The experiment is being conducted by Dr. Geiger (Peter Jurasik), who previously used his interdimentional technology to harvest gene fragments from an alternate-Earth Mallory to cure this Earth's crippling disease. Now he plans to splice whole worlds together, including their populations, in hopes of creating a planet where he, himself an "unstuck" man, can live a normal life--without the help of an anchoring containment field. Lab assistant Diana Davis (Locke) develops doubts about her mentor and the perfect hybrid world he says he wants to create when she sees the split personality that Mallory has developed.

Feeling guilty about her own part in fusing the two Quinn Mallorys, Diana becomes a slider herself, hoping to one day split the Quinns apart. But her wavering allegience to Geiger is not so easily resolved, especially when she meets an alternate version of herself who, without his tutelage, dropped out of the physics program and became a single mother. The internal conflict between Quinns is also not so easily resolved, especially when the new one gets the feeling that his companions would like to see the old one win.

Quinn's new body

To their credit, the Sliders producers take the adjustment of the revised cast beyond the first episode of the new season in an attempt to make it an integral part of the show. It helps that the writers work in references to all of the former cast mates, and that Remmy and Maggie seem damn tired.

But why shouldn't they? Science fiction shows should have the easiest time swapping out lead characters (Deep Space Nine, Dr. Who), but Sliders makes it look hard. Departing cast members are whimsically shot, fragmented throughout the multiverse, or sent to Kromagg breeding camps, while credibility-straining contortions are made in order to get viewers to instantly care about the new characters. Last season it was revealed Quinn wasn't even from our Earth--so Colin could be introduced as his real biological brother. Now the story is, Quinn shares a body with this new actor?

This kind of baggage is unnecessary, and both the Quinn character and the show suffer because of it. Too bad, because Floyd and Locke need all the help they can get in making their thankless roles distinctive, since neither has much charisma. As actors, though, they're still better additions to the show than Wuhrer or Charlie O'Connell. Luckily, original castmate Derricks gamely keeps the faith, hoping viewers tune in more for the slide than the sliders.

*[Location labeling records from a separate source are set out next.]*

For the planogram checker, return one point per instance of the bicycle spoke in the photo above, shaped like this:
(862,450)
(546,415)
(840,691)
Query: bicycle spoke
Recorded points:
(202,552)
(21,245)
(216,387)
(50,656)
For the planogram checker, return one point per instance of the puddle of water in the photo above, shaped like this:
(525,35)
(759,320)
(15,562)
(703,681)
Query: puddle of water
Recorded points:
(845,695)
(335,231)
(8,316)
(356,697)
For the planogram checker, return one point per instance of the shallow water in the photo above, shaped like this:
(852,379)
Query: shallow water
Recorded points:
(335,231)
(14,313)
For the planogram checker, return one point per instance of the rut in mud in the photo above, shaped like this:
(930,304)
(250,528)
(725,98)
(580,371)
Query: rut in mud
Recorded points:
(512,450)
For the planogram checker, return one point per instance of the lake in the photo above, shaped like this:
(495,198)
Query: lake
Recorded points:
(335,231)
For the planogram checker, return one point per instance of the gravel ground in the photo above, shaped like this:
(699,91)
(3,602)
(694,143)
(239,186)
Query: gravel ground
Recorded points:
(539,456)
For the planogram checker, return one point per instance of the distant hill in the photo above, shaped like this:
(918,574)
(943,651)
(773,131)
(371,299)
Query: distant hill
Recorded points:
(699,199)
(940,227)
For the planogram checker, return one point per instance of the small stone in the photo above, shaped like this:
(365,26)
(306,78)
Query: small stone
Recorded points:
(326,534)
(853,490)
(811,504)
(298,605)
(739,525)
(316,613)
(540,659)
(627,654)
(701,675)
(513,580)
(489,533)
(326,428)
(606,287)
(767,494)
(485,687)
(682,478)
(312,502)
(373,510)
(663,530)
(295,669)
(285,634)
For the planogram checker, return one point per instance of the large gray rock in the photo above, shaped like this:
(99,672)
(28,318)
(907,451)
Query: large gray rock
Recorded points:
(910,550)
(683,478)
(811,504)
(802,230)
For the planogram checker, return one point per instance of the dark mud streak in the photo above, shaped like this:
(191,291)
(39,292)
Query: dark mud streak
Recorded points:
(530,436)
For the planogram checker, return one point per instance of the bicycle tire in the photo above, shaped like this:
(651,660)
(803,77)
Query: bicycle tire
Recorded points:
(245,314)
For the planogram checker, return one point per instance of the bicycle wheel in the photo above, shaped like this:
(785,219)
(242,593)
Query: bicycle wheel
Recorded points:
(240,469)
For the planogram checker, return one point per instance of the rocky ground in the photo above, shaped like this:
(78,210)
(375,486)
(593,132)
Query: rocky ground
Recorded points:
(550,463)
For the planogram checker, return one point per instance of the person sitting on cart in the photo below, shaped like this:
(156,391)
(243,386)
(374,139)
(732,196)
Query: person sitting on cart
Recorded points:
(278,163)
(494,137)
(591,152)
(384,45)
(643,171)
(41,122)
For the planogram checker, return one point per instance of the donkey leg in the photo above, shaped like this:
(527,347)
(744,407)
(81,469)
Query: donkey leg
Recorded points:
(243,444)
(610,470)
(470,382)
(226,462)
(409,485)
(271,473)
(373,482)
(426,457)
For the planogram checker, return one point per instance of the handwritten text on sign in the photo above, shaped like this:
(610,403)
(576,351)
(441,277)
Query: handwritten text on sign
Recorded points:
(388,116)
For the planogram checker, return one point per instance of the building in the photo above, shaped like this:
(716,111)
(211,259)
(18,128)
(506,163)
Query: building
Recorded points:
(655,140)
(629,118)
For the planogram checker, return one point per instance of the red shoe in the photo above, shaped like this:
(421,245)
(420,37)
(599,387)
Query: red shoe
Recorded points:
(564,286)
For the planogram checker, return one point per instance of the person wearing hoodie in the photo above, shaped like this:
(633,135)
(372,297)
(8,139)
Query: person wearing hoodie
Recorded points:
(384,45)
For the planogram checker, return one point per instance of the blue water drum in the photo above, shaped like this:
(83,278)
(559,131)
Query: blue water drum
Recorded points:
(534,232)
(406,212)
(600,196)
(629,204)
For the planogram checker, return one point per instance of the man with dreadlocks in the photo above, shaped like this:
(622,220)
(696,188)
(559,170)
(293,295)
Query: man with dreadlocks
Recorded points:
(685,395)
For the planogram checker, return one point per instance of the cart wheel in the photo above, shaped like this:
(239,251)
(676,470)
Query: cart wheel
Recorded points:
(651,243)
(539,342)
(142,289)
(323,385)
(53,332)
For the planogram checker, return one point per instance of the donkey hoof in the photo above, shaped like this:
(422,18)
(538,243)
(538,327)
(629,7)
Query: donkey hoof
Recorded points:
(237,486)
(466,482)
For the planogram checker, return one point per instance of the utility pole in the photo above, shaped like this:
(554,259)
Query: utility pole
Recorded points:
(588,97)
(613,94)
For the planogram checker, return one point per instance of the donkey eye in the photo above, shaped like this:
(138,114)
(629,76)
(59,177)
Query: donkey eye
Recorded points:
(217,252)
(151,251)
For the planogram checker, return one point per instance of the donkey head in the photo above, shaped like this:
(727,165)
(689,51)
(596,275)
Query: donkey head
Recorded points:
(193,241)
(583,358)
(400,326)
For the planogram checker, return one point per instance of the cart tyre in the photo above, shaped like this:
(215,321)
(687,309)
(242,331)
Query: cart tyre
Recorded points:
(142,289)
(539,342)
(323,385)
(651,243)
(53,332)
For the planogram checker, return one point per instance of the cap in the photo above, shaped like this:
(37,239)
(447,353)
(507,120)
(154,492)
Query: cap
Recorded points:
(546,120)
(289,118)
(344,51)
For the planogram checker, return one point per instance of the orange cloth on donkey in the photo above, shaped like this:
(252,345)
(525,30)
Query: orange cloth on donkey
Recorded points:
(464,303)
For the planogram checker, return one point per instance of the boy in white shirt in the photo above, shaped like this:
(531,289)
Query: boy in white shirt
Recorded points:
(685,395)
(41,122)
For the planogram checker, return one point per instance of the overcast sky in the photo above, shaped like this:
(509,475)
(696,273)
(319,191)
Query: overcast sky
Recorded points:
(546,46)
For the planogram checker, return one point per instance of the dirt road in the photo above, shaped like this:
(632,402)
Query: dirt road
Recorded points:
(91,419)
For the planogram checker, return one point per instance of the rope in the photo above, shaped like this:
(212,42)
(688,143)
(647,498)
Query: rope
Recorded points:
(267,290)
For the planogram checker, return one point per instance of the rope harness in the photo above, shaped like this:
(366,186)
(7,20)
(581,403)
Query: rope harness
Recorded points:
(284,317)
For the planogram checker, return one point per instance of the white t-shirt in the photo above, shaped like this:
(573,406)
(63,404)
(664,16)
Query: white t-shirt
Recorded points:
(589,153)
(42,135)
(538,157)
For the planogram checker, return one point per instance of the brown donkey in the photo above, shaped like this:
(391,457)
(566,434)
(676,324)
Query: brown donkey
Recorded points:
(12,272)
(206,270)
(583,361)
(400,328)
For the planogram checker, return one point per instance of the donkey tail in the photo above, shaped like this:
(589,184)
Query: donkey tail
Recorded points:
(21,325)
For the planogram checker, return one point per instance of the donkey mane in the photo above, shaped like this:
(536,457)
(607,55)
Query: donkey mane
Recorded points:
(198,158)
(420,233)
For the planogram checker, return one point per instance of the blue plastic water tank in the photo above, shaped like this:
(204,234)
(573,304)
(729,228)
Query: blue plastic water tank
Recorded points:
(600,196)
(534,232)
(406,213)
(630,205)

The slides, as with last season, are a hit-or-miss affair, at best underdeveloped, but never sinking to the third season's movie parodies. It's best to watch the SCI FI Channel's road-show version of Sliders as if it were being broadcast on an alternate Earth, where there are lower budgets, lower expectations, and maybe only one station.

Cleavant Derricks is still my man. He made the most annoying character from the first season the heart and soul of this show long before he was the only reason left to watch it. Hey, can't Sabrina Lloyd get him an audition on Sports Night? -- Chris K.